Entertainment

Reese Witherspoon Is Our Live-Action Tinker Bell

by Kadeen Griffiths

I've made no secret of the fact that Peter Pan is one of my favorite Disney movies, for all the flaws inherent in the 1953 film. When the news hit that Reese Witherspoon will be playing Tinker Bell in a live-action Disney movie, however, I discovered that there is, in fact, a way to ensure that I love the Peter Pan mythos even more. Despite the existence of the Disney Fairies film franchise that follows the computer-animated adventures of Tinker Bell and her friends in Pixie Hollow, most Peter Pan adaptations wouldn't dare to phase out the actual shining star of Neverland. When you hear Peter Pan, you think immediately of Peter Pan and Captain Hook as requirements, even if your favorite character is actually Tinker Bell. To borrow a phrase from Beauty and the Beast, it's a tale as old as time.

But Tinker Bell. In stark contrast to her portrayal in the Disney Fairies franchise, the original Tinker Bell of '53 was kind of a huge jerk. She was vain, pausing in her search for Pan's shadow in the Darling nursery to check out her hair and hips in a hand mirror. She was viciously jealous, yanking Wendy's hair to keep her from kissing Pan and then instructing the Lost Boys to shoot Wendy out of the sky before she could safely land in Neverland. She was petty, as evidenced when Captain Hook managed to manipulate her into telling him where Peter Pan's hideout was in exchange for taking Wendy and the Darlings and sailing them away from Neverland when he left. Tinker Bell was no hero, is my point.

And yet, neither was Pan. Peter Pan was more vain than Tinker Bell was — this is the same boy that proudly proclaimed "lots of girls get [jealous] around me" in the sequel film. This was the same boy viciously jealous enough to kick all the Lost Boys out without saying goodbye for the simple crime of wanting a mother and a better home than one beneath a tree. This is the same boy who nearly let Wendy be drowned by mermaids ("They were just playing!"), and who chopped off a grown man's hand and fed it to a crocodile. (Whether or not that was justified still remains to be seen, but they've certainly had a volatile relationship ever since.) And yet, for all his faults, Peter is our hero, and he has been our hero across many adaptations and remakes.

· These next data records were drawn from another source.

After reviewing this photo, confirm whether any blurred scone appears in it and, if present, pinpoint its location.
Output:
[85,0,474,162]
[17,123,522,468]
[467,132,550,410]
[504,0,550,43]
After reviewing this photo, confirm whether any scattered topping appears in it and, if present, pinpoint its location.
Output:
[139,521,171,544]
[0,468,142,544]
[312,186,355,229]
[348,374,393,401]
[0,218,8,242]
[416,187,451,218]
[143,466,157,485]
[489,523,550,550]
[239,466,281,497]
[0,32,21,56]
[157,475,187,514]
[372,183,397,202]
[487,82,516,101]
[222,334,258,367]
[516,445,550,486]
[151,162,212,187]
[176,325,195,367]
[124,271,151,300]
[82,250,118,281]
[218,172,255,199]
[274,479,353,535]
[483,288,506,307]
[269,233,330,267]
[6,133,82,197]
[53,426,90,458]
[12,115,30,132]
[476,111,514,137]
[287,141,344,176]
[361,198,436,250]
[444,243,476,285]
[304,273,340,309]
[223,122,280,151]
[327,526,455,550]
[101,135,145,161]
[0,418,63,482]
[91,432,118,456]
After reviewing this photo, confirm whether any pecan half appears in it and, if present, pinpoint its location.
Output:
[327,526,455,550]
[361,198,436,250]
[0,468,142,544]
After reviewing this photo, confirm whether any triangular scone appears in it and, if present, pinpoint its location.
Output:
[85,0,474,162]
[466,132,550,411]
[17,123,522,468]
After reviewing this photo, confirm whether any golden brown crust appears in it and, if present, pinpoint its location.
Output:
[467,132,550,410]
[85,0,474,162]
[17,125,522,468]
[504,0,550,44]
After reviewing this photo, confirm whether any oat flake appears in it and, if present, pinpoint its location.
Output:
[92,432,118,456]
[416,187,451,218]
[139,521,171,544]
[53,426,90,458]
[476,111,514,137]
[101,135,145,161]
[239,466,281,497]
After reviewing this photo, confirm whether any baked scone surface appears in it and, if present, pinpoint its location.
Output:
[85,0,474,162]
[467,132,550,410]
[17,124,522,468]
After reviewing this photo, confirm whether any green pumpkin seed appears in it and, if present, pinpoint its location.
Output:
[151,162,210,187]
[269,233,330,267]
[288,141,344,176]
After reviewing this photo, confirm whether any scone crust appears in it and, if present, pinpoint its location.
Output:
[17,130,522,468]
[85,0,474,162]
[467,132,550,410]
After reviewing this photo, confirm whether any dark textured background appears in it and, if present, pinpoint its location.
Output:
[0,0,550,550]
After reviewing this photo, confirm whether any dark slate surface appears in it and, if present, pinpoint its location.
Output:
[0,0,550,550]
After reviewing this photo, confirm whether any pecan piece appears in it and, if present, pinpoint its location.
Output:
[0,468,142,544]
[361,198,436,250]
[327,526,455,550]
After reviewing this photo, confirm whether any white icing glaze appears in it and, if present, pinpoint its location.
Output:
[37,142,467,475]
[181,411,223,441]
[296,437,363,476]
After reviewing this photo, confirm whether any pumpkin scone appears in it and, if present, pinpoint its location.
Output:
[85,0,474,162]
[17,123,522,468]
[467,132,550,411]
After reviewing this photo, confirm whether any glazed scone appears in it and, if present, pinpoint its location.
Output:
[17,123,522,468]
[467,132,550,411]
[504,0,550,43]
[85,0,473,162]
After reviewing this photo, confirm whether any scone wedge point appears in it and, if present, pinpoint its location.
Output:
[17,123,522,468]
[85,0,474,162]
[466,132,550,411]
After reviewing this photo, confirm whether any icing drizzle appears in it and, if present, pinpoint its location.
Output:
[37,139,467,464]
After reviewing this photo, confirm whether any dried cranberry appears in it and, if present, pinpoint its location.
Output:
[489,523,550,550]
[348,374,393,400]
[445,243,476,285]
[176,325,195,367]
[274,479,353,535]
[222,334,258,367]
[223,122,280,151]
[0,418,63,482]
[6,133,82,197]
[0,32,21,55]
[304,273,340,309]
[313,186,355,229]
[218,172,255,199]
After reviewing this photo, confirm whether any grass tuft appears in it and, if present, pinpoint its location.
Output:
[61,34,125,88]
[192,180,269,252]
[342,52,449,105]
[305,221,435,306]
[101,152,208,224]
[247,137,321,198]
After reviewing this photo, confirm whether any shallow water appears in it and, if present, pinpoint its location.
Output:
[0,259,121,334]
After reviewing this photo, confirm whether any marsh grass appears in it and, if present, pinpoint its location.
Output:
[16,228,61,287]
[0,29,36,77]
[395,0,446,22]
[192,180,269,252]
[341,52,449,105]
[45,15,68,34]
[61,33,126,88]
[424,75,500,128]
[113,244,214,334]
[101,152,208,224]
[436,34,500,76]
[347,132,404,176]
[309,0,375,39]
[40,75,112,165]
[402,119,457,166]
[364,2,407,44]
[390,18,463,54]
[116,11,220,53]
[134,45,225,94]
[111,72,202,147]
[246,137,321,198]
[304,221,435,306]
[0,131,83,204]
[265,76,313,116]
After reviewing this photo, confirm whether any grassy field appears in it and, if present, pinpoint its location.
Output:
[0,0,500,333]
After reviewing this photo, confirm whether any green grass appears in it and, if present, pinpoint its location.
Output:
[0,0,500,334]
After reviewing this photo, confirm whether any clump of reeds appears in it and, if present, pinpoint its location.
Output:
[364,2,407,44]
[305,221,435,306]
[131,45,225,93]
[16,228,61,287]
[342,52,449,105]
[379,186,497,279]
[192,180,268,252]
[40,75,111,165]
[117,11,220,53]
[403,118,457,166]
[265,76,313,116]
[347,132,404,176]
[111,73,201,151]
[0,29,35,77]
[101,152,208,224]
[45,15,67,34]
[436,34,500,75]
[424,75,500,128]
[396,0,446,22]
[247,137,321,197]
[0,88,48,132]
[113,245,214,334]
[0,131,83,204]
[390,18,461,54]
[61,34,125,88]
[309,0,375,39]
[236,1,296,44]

But Tinker Bell — finally, through Witherspoon's project, which she is starring in and producing, it is Tinker Bell's time to shine. (Pun intended.) The thing that is fascinating about Neverland is that, in fact, there are about as many women in the film as there are men, even back in 1953. You had your Pan, your Hook, your Mr. Darling, your John, your Michael, and your Smee, but everyone else? Ladies. Mrs. Darling, Wendy Darling, Tinker Bell, Tiger Lily, and the entire population of mermaids. Ladies. If you add that to the fact that Peter Pan was traditionally portrayed on stage as a lady, the fact that so many remakes choose to focus on the boy and not a badass lady like Tinker Bell truly boggles the mind.

It was Tinker Bell's pixie dust that gave everyone who wasn't Peter the power to fly. It was Tinker Bell that drove as much of the conflict in the film as Captain Hook. It was Tinker Bell who saved Peter from getting blown up when he was too dumb to listen to her warnings about the ticking box. (It was also Tinker Bell's fault the box was there to begin with, but, hey, she admitted that, too.) Tinker Bell was a deeply flawed character, who felt everything that she felt very deeply — which J. M. Barrie explains in the book as being because fairies are so small that they can only feel one emotion at a time, and that emotion encompasses their entire being to the exclusion of all else. To me, that is more fascinating than the adventures of the Boy Who Would Not Grow Up.

So the fact that the live action Disney movie will be following in the footsteps of Maleficent, or, according to Hollywood Reporter, will be "'the story you don’t know,' and will offer a new perspective on the character" is so important. It's a Peter Pan tale that, for once, doesn't focus on trying to find some new angle with which to approach the Peter Pan mythos. It's a Peter Pan tale that gives the focus, the starring role, the attention to the breakout character and leading lady of the Peter Pan mythos. (Sorry, Wendy.) It's a Peter Pan tale that will add a depth and complexity to an anti-hero like Tinker Bell, a complexity that the 1953 film only hinted at, and that the Disney Fairies film eschewed in lieu of giving Tinker Bell a more heroic persona.

Basically, it's the Peter Pan film that we all deserve, and the former Elle Woods will be starring in it. Thank you, Hollywood. You did good.